I’ve been neglecting my posts for a myriad of reasons but two more than anything, I’m nervous to post because I’m not sure what thoughts would be appropriate and which wouldn’t which leads me to let other miniscule things get in the way when I clearly have the time to write. Nothing has gotten easier in the past few weeks, in fact, they have gotten more stressful but the difference is I tolerate more now, I don’t sugar coat anything and speak my mind up to the brink of getting myself in trouble. The reason I’m writing though is because I’ve been irritated so much that I need to vent.
A little while ago I made a friend who seemed like a fun person and has odd quirks so it came upon me to pursue a friendship with them. We talked and joked for a while before they asked if I wanted to hangout one evening. I was going to have the night off so I agreed to get out from my shell only to have them bail on me. Normally I would have been annoyed by this but I didn’t know them that well and I was partly relieved because it meant I could stay home not worrying about any social obligations. Well, in the time since we’ve talked and I’ve invited them to hang out only to have them bail again. Just the other day they were explaining how tired they were from going out which was the trigger that made me irritated. After repeated attempts of trying to hang out, being bailed on, and then hearing this…..I felt annoyed at this person.

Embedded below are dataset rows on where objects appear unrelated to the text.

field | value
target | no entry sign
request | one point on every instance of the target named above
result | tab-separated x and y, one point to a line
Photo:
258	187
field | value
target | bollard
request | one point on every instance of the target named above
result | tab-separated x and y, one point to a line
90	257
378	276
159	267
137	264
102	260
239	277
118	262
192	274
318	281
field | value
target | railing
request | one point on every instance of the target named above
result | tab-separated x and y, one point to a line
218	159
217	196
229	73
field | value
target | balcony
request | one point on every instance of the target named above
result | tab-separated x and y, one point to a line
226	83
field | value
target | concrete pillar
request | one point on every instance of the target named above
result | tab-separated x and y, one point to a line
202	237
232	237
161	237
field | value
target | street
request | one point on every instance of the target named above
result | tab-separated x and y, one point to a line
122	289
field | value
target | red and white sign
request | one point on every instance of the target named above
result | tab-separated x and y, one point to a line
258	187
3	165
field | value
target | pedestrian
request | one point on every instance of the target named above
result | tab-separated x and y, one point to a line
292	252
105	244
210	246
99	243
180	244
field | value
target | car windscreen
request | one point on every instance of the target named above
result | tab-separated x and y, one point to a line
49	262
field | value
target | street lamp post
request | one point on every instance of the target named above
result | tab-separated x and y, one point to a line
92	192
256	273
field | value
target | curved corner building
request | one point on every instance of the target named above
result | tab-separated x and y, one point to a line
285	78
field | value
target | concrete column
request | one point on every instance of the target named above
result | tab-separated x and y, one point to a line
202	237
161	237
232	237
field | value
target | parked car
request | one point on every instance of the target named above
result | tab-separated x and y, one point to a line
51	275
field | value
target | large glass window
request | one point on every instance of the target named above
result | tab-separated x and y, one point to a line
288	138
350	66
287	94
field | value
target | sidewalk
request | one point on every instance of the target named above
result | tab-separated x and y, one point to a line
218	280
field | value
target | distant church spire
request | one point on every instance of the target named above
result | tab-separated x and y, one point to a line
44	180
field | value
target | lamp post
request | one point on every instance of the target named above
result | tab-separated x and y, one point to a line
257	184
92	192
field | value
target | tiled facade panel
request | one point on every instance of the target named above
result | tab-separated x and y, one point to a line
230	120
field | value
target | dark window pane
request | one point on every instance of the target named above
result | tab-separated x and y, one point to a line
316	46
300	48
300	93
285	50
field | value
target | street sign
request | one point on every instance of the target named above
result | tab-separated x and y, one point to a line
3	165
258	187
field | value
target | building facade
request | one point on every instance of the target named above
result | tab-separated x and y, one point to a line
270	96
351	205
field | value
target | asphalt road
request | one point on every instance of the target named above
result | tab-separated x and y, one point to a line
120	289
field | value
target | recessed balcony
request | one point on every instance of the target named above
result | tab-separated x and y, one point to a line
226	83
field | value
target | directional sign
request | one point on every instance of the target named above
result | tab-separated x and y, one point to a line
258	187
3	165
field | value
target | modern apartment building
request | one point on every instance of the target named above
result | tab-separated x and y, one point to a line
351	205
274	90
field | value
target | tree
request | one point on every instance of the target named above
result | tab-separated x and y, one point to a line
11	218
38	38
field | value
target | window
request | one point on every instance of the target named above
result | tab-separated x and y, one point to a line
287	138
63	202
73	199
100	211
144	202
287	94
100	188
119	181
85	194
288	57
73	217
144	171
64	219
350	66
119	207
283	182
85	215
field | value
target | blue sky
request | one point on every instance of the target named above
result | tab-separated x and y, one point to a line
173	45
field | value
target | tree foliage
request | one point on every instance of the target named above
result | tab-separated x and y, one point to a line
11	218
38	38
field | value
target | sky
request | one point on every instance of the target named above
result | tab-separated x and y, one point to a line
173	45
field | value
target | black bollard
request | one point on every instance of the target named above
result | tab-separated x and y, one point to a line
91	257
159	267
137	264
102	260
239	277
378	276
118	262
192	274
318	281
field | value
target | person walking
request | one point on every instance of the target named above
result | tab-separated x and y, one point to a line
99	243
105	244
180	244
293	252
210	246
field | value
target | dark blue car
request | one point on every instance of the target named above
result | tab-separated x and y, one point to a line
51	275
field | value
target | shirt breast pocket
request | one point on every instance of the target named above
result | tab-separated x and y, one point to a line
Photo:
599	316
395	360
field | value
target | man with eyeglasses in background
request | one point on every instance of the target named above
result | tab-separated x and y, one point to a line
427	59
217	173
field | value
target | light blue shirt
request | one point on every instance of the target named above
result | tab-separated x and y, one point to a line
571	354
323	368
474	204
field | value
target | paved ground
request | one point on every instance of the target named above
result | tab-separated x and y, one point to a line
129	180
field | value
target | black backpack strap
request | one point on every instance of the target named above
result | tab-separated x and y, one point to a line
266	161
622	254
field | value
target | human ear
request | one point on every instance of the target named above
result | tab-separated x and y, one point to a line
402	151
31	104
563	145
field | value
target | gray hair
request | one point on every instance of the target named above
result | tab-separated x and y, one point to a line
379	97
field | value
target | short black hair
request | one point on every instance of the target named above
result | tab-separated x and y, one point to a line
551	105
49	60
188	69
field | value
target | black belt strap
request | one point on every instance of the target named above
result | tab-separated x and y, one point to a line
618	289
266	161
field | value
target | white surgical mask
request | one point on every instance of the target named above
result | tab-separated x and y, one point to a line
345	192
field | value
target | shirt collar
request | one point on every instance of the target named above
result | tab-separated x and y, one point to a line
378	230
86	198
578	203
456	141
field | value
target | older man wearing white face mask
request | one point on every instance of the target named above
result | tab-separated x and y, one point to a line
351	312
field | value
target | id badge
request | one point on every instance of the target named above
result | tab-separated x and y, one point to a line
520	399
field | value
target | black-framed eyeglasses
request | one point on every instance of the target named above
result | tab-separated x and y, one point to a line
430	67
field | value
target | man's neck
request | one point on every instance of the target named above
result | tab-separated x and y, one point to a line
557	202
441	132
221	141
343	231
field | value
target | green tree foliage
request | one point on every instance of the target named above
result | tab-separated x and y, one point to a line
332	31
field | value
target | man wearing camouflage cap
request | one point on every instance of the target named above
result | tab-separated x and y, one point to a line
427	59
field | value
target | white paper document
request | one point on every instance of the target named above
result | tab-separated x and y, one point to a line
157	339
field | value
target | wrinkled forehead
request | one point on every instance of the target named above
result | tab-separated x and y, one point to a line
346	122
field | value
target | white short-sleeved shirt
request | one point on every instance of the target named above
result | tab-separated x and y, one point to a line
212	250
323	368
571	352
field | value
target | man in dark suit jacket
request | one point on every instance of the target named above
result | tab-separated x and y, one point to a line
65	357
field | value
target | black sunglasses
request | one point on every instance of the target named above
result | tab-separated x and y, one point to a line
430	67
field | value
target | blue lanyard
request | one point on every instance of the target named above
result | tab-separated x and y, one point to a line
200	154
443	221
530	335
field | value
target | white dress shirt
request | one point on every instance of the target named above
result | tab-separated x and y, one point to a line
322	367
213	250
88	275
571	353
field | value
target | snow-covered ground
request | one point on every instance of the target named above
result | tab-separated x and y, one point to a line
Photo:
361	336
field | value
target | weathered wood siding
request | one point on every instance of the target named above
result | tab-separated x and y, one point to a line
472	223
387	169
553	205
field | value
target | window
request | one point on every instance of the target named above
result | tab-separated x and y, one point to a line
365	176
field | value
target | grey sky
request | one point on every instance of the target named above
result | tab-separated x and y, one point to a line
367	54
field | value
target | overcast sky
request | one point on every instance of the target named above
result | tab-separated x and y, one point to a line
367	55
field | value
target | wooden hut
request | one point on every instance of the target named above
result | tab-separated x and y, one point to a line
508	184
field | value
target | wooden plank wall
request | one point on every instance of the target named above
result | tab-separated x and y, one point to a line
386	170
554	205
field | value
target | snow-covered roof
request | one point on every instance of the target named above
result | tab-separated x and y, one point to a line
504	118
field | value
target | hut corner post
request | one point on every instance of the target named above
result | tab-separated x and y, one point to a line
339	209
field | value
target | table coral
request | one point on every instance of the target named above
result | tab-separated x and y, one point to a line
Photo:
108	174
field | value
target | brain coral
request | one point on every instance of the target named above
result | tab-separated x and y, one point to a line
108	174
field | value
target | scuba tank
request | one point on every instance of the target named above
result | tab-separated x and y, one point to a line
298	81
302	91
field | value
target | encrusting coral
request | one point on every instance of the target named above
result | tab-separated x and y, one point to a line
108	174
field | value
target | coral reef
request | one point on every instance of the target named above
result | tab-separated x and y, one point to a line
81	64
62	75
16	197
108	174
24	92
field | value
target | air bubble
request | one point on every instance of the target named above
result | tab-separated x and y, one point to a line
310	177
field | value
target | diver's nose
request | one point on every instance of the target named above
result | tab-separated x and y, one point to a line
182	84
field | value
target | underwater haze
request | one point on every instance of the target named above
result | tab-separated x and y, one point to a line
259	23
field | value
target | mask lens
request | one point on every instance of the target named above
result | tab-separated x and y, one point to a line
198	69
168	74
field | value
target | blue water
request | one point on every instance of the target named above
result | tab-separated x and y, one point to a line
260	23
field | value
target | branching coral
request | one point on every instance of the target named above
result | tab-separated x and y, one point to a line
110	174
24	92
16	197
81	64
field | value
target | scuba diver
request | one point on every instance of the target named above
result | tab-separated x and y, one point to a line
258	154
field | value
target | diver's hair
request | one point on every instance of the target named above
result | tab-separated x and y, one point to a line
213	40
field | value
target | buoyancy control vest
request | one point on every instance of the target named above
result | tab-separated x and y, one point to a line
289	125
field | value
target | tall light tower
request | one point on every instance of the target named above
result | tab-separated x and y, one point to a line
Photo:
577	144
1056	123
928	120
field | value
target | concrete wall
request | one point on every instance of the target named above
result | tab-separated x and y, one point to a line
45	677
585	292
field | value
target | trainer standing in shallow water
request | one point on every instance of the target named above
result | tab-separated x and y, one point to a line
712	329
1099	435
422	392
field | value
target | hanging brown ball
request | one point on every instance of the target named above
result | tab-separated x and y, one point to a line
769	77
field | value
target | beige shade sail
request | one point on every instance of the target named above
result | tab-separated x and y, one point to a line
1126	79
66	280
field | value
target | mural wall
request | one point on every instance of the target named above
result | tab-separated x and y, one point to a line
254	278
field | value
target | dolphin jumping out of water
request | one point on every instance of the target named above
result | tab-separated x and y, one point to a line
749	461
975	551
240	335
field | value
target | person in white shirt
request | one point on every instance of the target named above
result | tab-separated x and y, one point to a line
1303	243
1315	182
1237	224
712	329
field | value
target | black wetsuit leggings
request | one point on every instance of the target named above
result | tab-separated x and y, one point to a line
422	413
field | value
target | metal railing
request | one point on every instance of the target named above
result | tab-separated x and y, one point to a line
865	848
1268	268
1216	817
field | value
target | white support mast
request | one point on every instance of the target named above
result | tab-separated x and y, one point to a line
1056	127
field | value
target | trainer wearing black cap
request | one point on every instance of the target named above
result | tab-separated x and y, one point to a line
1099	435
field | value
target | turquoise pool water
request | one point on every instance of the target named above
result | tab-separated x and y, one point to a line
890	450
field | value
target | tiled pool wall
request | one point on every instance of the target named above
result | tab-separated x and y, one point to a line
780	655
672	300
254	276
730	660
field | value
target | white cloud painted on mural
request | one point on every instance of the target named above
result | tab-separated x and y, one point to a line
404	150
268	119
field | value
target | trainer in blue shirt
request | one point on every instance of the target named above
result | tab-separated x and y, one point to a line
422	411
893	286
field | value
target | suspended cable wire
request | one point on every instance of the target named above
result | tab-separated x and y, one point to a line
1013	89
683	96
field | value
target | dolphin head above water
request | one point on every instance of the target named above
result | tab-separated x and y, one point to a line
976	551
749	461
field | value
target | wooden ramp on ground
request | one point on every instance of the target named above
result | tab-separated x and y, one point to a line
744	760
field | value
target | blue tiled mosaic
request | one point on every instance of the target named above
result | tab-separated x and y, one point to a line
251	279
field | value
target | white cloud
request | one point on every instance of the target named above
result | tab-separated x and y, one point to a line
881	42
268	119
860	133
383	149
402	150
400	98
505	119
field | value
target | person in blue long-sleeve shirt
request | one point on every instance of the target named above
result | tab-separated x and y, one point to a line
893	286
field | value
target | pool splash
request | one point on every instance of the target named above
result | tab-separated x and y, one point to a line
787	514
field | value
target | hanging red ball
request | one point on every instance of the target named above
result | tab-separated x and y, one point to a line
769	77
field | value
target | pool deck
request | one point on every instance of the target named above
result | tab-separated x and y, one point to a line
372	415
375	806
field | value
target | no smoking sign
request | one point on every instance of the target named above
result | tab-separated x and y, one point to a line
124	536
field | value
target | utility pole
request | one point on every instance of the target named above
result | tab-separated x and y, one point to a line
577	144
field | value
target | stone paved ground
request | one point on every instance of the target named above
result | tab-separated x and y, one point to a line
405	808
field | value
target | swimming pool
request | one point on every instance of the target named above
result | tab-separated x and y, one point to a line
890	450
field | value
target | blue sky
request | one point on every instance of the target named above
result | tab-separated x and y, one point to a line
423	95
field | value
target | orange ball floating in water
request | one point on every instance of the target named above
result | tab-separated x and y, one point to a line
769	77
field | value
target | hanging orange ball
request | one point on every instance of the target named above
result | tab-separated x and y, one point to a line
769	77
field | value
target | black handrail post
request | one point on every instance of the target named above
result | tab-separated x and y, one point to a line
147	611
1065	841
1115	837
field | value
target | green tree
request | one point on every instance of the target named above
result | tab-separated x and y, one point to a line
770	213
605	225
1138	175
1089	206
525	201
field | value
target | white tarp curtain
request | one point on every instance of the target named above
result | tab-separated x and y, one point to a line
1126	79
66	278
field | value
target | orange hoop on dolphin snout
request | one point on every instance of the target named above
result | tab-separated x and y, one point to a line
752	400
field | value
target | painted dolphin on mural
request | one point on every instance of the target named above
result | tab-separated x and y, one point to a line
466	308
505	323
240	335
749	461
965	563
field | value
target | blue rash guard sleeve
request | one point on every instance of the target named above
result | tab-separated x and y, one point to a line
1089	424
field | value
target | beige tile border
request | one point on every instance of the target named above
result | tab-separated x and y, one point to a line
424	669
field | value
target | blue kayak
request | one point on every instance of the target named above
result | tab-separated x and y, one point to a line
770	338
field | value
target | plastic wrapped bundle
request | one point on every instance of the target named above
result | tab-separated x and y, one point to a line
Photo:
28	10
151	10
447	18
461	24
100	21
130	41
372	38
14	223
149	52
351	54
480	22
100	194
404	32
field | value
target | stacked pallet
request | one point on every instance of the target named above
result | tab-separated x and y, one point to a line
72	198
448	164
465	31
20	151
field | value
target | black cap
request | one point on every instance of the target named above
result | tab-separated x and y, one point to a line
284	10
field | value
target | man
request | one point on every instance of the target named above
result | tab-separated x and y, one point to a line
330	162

We may not know each other well or be very close but if we make plans I would expect that we follow through. There’s a bunch of people who are like this and I’ve never had a real friendship with them but I did try to be a friend. I would continue to try to be a friend until I’m left feeling like you don’t want to be and at that point, like now, I will just stop trying to put forth the effort. What boggles me is why people are like this, why they make it seem like they are your buddy yet leave you high and dry so to speak when you express interest in the same. As a kid if you wanted to be friends with someone you simply asked and that was it but its so complicated now days, people are weary to trust others so when there is someone being genuine they have to fight for something simple as friendship.